Sioux

Hunter with a bow and arrow and deer in a bull boat

  • 1957
  • Buckskin, wood poles, glass trade beads, flannel, human hair, feather, and string
  • 2 5/8 × 6 3/4 × 9 1/8 × 13 1/8 in.

Hood Museum of Art, Dartmouth College: The Wellington Indian Doll Collection; 987.35.26829

visibilityLook & Discuss

This model made by a doll maker on the Central Plains in 1957 shows some of the distinctive tools used for hunting and transporting fish and game in the past.


explore the object

This small, round boat is known as a bull boat. Bull boats were not very steady. However, they were easy to construct and deconstruct, light to carry, and useful for travelling short distances.

These tub-like boats were made by creating a framework of willow poles, lashed together with leather. The frame was then covered with the hide of one male buffalo—which gives the boat its distinctive name. The entire boat weighed about 30 pounds. It could be disassembled when the hunters got to the other side of a river.
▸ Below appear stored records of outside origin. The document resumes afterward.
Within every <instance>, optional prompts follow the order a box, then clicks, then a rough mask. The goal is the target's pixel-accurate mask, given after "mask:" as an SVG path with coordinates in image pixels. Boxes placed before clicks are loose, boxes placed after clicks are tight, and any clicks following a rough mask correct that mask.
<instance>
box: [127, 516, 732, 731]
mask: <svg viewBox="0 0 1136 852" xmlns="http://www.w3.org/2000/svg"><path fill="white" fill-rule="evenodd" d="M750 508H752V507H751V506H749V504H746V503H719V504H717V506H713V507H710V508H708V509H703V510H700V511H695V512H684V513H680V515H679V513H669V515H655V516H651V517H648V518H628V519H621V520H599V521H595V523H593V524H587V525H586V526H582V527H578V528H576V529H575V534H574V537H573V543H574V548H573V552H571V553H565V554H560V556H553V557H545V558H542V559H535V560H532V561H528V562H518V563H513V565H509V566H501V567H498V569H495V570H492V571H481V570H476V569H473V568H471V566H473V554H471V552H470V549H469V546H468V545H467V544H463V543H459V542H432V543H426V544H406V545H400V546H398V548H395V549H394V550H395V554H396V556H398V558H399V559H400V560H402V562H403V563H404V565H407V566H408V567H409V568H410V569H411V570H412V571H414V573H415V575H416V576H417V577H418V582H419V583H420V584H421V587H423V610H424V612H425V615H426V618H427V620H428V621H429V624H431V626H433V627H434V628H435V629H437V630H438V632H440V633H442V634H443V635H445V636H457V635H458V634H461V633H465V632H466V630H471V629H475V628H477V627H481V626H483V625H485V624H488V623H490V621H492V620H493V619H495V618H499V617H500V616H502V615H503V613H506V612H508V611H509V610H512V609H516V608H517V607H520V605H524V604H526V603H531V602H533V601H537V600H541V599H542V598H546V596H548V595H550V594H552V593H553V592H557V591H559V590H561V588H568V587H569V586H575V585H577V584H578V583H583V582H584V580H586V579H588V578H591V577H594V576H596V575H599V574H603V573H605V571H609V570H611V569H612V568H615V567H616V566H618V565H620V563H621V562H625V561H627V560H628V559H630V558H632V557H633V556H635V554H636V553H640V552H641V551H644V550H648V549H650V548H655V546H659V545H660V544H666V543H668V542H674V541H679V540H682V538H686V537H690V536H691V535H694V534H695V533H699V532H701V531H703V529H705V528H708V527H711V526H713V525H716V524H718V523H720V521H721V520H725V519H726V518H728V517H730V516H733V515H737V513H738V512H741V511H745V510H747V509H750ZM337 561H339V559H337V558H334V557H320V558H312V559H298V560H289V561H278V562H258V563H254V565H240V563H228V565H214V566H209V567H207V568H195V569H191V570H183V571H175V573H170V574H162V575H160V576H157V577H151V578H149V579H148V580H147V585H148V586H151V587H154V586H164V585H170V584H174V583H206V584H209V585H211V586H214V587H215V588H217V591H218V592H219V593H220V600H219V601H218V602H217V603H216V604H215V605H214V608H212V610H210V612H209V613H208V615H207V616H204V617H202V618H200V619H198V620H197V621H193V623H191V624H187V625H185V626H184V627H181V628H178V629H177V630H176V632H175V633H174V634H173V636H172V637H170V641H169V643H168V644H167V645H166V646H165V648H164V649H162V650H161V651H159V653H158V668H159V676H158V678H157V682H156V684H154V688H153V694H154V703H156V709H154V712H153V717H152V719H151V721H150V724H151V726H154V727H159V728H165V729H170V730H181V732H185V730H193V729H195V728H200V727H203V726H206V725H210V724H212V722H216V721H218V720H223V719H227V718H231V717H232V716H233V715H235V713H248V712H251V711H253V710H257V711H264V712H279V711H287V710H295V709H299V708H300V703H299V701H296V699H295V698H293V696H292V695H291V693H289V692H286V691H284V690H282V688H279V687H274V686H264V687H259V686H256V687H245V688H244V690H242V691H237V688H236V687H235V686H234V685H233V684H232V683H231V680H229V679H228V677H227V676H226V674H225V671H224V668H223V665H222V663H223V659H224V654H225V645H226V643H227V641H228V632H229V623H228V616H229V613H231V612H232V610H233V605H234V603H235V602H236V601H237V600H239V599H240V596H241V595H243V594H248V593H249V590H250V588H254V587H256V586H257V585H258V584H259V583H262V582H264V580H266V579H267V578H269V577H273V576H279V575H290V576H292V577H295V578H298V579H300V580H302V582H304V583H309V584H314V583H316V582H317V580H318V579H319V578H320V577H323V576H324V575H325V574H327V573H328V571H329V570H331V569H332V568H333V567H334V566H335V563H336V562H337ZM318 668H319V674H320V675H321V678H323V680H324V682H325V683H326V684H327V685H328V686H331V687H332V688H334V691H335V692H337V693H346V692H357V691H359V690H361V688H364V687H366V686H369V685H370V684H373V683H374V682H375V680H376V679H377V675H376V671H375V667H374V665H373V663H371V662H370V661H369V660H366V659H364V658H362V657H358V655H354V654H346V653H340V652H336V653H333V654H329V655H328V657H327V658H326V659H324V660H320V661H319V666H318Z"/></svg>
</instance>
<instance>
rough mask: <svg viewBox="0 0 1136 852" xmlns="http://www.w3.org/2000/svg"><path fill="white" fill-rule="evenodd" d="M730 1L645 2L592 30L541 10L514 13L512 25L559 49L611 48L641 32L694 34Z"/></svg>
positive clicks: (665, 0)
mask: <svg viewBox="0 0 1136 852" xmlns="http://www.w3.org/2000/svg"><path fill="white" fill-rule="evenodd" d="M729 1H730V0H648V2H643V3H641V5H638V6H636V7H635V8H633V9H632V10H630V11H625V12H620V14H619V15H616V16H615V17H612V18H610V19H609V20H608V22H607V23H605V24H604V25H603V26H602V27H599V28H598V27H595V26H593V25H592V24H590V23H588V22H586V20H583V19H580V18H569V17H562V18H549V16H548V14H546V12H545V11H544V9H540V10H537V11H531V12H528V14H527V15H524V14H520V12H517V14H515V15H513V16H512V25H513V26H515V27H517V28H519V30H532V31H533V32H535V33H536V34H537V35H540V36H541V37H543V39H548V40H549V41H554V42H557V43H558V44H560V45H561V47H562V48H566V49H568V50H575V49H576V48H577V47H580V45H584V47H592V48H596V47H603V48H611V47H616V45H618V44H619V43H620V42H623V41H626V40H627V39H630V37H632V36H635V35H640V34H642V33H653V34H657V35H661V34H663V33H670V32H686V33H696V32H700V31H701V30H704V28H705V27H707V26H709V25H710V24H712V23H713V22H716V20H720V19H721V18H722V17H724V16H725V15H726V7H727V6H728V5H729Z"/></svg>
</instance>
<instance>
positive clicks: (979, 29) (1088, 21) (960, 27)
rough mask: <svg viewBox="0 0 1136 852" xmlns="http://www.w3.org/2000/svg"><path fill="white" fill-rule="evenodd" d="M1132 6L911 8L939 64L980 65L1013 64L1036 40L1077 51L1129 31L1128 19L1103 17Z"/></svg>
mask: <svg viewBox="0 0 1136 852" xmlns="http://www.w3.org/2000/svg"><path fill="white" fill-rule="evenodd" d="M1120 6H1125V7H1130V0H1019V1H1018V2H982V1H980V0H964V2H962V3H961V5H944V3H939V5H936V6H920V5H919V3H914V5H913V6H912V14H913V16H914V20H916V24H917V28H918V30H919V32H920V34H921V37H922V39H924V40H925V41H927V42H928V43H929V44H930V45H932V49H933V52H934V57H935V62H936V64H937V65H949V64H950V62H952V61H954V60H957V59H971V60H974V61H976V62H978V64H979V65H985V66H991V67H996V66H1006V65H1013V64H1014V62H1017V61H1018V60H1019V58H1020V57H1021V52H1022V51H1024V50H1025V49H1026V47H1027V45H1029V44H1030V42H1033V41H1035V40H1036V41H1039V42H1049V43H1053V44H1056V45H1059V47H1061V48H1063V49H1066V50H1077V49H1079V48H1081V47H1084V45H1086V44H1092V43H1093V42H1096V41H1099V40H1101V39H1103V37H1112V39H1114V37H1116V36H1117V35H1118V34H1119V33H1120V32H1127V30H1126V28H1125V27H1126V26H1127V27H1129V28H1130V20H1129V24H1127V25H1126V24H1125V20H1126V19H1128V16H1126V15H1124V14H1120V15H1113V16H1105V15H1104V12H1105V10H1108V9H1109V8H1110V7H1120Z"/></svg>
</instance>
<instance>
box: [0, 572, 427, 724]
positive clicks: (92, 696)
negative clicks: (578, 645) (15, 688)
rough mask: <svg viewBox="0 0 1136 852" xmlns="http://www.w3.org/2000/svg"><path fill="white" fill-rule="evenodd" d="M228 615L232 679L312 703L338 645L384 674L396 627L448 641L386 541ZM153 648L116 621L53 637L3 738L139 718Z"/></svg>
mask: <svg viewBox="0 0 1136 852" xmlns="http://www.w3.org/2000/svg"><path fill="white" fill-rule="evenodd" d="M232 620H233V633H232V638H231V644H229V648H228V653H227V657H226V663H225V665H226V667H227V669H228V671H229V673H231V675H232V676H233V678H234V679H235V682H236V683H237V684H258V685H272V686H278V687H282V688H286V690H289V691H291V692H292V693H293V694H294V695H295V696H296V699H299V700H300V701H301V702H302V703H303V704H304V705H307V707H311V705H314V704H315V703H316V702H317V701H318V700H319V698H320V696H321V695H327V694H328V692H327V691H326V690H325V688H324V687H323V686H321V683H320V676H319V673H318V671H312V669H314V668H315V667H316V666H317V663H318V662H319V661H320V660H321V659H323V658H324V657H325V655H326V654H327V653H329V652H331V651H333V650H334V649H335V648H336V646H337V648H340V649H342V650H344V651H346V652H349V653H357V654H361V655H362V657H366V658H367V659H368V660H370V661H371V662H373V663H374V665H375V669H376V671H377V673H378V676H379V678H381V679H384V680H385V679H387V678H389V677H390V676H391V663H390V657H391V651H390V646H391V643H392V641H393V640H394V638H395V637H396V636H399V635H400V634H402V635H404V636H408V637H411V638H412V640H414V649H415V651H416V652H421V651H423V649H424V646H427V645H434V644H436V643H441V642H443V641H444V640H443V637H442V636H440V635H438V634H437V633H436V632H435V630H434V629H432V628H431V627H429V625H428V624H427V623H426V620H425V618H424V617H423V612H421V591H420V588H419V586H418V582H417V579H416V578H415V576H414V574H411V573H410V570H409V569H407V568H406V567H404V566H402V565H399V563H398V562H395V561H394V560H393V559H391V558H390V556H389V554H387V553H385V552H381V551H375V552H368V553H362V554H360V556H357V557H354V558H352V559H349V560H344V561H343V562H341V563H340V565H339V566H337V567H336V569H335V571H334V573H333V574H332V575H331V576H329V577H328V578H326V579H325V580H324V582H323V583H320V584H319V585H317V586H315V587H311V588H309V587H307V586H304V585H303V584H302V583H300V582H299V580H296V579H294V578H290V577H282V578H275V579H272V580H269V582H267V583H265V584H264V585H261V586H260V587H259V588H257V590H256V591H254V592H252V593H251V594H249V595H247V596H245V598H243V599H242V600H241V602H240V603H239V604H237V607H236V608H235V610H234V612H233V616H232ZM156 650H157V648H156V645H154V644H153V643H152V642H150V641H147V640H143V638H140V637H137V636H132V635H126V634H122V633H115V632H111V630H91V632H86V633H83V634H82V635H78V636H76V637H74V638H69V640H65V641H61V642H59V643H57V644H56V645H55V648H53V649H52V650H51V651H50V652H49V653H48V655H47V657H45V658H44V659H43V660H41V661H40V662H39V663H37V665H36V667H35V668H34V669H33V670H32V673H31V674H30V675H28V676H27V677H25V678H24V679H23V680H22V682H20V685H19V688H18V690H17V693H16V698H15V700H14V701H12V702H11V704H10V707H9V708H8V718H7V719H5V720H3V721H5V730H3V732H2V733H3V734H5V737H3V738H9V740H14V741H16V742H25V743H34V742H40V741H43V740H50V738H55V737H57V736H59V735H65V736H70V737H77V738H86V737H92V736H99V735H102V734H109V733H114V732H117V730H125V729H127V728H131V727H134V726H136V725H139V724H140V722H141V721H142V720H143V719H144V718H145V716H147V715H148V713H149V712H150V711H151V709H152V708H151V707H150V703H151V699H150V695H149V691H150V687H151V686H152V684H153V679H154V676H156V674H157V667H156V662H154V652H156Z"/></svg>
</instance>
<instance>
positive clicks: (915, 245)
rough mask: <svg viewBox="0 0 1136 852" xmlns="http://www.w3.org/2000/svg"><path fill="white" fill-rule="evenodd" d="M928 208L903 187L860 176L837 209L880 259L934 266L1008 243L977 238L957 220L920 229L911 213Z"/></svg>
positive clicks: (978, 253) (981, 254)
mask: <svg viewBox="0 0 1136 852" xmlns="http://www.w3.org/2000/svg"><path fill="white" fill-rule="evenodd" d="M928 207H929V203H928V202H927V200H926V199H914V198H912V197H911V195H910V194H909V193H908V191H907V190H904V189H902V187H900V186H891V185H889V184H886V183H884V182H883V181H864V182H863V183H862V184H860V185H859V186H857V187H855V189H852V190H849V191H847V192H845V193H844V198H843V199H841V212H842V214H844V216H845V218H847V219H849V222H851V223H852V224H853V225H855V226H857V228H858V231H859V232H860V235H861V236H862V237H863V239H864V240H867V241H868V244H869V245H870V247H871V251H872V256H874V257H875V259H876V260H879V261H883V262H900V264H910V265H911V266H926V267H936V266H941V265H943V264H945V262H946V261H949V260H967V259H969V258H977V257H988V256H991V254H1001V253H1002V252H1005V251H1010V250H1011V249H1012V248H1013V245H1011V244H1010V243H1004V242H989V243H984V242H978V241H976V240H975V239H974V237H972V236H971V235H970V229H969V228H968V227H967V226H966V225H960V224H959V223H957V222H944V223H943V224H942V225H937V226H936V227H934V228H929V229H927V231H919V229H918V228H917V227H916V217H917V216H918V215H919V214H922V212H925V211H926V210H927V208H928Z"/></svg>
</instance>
When European traders first arrived on the Plains, they copied the construction of these boats to ferry furs on shallow rivers.

This doll maker placed a hunter, deer, and a bow and arrow in the boat. She did not make the objects to scale. The bow and arrow are too large and the deer is too small. The blunt-tipped arrow to the right of the hunter was used to stun fish and birds, allowing them to be caught without tearing their skin.